Había sido aquél un frustrante final para uno de sus casos de mayor envergadura.
Corría un domingo de marzo que acaso fuera pacífico para los ciudadanos que animaban las calles lavadas por la lluvia primaveral, pero que para ella resultó trágico.
Con las manos aferradas al volante de su Saab negro, Martina seguía a Pico Uriarte, un traficante de cocaína a quien se atribuían, al menos, dos muertes de otros tantos sicarios. ¿Y qué hacía ella, en su día libre, acelerando hacia la salida de la autopista sur? Una de sus gargantas profundas le había advertido que Pico Uriarte se proponía alijar una entrega en pleno monte, a unos treinta kilómetros de la ciudad. El narco se desplazaba en compañía de otro individuo, pero era él quien conducía el coche, un Porsche que se pegaba al asfalto como una roja y reluciente culebra. Martina los había seguido desde el Gran Casino, donde habían comido y alargado la sobremesa consumiendo sus habanos y una copa tras otra. Al fin, subieron al Porsche. Dejaron atrás el perímetro metropolitano, las altas chimeneas de la refinería, las malolientes granjas de pollos. Tomaron por la autopista y, después, por una comarcal. Aparcaron luego junto a una mancha de bosque bajo y desaparecieron entre los árboles. Martina intentó fotografiar la entrega, pero la vegetación no se lo permitió. Se resolvió a interceptarlos en el camino de regreso, con la mercancía a bordo del deportivo como irrefutable prueba. Pico Uriarte debió darse cuenta de que algo no marchaba bien porque recorrió la comarcal jugándose la vida y, ya en la autopista, se puso a adelantar como si participara en una carrera. Martina apretó a fondo el acelerador. Aquel camión apareció de pronto, invadiendo su carril desde una vía de acceso. El resto fue una sucesión de golpes y colores fundidos, hasta que el Saab quedó tumbado en la mediana arrojando humo por el motor. La subinspectora intuía que las llamadas anónimas que estaba recibiendo procedían del entorno de Uriarte. El narco continuaba en libertad, sin que hasta la fecha los detectives de Estupefacientes o los de Homicidios hubieran podido imputarle otras responsabilidades que unas pocas multas de tráfico por exceso de velocidad. A Martina, en cambio, un periódico dolor en las cervicales seguía recordándole la malograda persecución. Durante meses se había visto obligada a llevar un molesto collarín, y un antebrazo enyesado. Sabía que, antes o después, no tendría más remedio que utilizar el coche, pero, por el momento, encontraba sucesivas excusas para ir retrasando ese instante.

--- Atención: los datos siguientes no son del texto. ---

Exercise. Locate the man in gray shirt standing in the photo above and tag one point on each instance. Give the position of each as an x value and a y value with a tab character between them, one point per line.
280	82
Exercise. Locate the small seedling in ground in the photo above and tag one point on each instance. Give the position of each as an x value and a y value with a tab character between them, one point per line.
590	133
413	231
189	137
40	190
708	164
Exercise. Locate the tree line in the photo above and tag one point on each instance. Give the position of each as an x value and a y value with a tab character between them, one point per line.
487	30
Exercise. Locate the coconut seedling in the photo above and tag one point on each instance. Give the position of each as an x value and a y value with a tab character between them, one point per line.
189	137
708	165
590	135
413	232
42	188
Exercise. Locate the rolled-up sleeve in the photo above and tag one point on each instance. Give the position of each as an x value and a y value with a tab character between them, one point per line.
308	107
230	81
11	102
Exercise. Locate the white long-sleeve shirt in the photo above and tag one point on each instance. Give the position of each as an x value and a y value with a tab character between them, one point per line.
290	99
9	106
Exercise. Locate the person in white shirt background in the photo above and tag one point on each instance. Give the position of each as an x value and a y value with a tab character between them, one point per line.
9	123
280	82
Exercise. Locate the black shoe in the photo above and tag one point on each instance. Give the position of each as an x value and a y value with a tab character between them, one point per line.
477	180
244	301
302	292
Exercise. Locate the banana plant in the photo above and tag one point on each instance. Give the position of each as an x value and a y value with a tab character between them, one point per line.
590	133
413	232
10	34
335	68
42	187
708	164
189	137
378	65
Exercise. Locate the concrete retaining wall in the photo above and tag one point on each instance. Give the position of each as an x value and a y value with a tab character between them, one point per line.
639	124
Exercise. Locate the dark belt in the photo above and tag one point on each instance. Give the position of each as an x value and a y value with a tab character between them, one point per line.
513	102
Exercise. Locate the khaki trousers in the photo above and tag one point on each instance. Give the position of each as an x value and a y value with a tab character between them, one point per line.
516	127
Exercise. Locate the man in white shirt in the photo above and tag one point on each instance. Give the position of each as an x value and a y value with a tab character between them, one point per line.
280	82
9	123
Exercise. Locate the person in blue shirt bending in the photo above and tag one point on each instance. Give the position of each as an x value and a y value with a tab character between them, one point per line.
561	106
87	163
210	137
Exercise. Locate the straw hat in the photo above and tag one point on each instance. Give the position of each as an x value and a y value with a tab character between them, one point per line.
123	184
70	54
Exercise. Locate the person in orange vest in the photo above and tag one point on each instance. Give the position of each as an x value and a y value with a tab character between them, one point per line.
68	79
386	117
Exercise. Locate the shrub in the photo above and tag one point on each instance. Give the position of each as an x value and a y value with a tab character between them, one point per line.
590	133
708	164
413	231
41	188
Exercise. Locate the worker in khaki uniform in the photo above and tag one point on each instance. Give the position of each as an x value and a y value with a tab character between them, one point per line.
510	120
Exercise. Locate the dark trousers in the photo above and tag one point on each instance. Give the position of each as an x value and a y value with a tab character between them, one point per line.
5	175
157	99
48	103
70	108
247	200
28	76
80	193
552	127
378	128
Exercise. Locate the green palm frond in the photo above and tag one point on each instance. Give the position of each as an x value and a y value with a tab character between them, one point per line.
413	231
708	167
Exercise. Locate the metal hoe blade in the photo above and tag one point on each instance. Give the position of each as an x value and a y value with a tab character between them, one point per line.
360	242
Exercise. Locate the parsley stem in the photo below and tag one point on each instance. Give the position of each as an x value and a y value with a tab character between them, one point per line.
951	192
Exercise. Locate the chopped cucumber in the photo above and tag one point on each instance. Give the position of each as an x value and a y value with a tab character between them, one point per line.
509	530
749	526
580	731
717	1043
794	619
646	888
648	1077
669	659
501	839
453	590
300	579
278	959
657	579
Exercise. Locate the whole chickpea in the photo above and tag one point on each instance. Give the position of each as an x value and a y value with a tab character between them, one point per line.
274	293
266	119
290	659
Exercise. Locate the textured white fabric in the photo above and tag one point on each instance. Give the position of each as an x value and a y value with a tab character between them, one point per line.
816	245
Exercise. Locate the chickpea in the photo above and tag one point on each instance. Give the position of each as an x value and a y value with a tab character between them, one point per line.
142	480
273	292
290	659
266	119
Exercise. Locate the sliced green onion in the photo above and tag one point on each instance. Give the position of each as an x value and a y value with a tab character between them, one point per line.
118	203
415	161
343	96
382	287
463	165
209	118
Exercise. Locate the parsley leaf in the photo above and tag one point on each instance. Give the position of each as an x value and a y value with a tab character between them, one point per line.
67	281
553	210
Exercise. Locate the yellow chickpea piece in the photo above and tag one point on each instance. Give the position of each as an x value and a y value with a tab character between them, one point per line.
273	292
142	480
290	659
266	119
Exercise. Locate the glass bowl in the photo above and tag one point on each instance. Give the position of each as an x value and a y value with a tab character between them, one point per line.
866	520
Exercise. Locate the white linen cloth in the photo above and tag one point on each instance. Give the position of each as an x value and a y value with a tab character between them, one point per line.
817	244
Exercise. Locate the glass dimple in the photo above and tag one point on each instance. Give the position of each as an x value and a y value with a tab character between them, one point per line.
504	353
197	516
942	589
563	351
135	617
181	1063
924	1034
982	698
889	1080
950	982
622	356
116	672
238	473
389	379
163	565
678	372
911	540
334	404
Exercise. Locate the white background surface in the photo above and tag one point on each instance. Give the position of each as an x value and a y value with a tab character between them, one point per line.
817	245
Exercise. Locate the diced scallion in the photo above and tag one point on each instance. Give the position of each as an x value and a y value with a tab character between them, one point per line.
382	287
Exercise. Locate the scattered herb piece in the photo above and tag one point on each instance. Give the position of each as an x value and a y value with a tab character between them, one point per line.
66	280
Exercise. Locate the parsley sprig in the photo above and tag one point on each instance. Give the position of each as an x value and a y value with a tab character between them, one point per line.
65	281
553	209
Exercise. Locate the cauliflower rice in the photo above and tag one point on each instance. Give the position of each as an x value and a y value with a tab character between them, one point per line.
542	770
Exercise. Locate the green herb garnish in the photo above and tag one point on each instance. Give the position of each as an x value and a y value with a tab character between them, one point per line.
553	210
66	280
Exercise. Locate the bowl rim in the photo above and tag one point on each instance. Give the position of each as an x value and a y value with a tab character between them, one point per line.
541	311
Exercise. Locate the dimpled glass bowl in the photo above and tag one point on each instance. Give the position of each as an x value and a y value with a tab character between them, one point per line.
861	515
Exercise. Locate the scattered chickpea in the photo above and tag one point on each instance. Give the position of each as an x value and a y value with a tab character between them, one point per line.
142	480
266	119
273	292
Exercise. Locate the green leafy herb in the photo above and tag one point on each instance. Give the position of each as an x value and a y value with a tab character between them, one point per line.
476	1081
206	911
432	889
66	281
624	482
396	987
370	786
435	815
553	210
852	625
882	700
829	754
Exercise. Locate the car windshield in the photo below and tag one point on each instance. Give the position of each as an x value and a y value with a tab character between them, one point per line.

Era Berta quien manejaba su descapotable, quien, a fin de aprovechar los escasos días libres de ambas, insistía en planear excursiones por los alrededores de Bolscan.

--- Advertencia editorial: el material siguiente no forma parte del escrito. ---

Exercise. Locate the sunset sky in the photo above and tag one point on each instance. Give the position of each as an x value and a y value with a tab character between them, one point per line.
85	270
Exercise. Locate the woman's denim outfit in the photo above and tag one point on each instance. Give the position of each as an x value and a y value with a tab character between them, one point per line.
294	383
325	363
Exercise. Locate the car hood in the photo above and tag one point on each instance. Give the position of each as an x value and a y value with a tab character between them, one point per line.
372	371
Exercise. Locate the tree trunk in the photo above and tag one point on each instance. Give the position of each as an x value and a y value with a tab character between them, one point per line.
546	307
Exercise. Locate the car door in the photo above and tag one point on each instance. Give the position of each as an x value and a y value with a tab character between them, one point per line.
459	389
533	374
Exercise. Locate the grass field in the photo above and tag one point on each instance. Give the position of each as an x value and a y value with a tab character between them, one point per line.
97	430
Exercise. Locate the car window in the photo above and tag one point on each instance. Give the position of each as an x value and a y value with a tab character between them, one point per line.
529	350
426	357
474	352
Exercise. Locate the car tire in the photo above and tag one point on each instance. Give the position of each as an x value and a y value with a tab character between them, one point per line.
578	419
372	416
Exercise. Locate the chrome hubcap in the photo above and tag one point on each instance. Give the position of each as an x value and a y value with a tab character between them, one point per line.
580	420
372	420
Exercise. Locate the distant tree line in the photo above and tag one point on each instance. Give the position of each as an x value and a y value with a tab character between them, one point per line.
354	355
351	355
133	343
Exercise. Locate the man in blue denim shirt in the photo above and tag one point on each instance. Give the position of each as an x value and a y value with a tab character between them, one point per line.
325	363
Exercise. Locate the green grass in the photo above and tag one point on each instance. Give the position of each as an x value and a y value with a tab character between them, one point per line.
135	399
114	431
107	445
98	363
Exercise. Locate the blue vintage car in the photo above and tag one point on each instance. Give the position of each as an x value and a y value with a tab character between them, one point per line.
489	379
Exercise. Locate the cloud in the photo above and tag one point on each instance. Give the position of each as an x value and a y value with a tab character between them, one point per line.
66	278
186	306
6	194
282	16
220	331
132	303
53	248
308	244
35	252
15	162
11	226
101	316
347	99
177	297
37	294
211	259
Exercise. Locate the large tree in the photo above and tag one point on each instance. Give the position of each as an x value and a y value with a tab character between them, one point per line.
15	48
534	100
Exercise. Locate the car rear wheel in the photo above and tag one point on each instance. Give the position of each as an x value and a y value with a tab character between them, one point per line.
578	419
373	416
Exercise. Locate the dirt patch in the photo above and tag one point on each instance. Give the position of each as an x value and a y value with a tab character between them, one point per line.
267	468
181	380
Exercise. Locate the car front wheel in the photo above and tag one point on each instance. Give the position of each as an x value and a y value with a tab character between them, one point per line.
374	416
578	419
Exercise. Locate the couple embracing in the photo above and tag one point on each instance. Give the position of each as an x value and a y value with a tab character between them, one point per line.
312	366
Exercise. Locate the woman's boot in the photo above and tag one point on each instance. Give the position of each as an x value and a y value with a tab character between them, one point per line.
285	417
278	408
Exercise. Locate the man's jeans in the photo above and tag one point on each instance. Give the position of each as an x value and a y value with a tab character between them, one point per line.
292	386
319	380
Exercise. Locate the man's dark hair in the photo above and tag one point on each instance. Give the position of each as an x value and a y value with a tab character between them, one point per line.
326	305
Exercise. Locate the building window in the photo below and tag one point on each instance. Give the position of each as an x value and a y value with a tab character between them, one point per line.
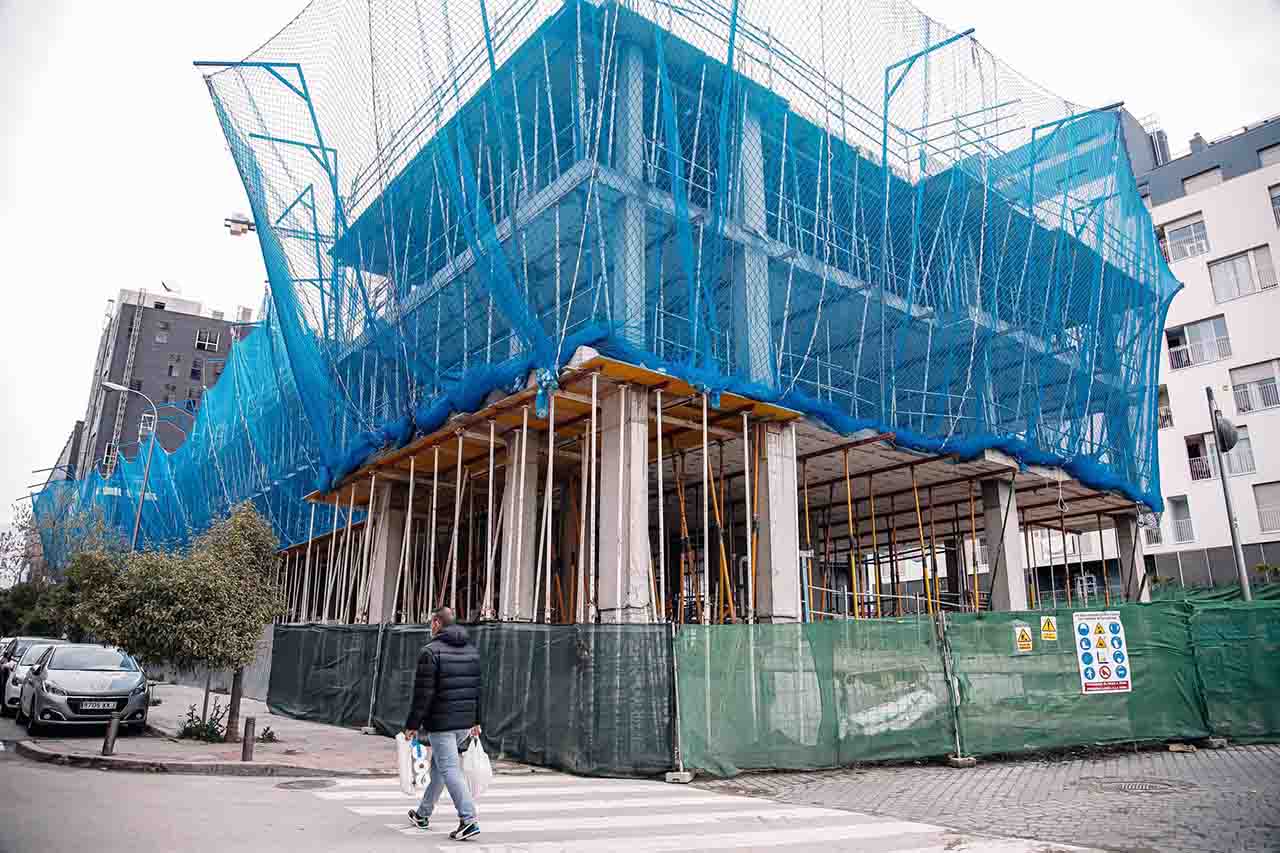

En principio, Martina solía resistirse alegando trabajo atrasado, o la prioridad de desplazarse a algún reconocimiento pericial, pero después, cuando se hallaban juntas y solas en cualquier pueblecito costero, saboreando una copa de vino blanco frente al mar, se alegraba de haberse dejado convencer.
La subinspectora sabía de sobra hasta qué punto Berta podía mostrarse persuasiva cuando realmente deseaba algo.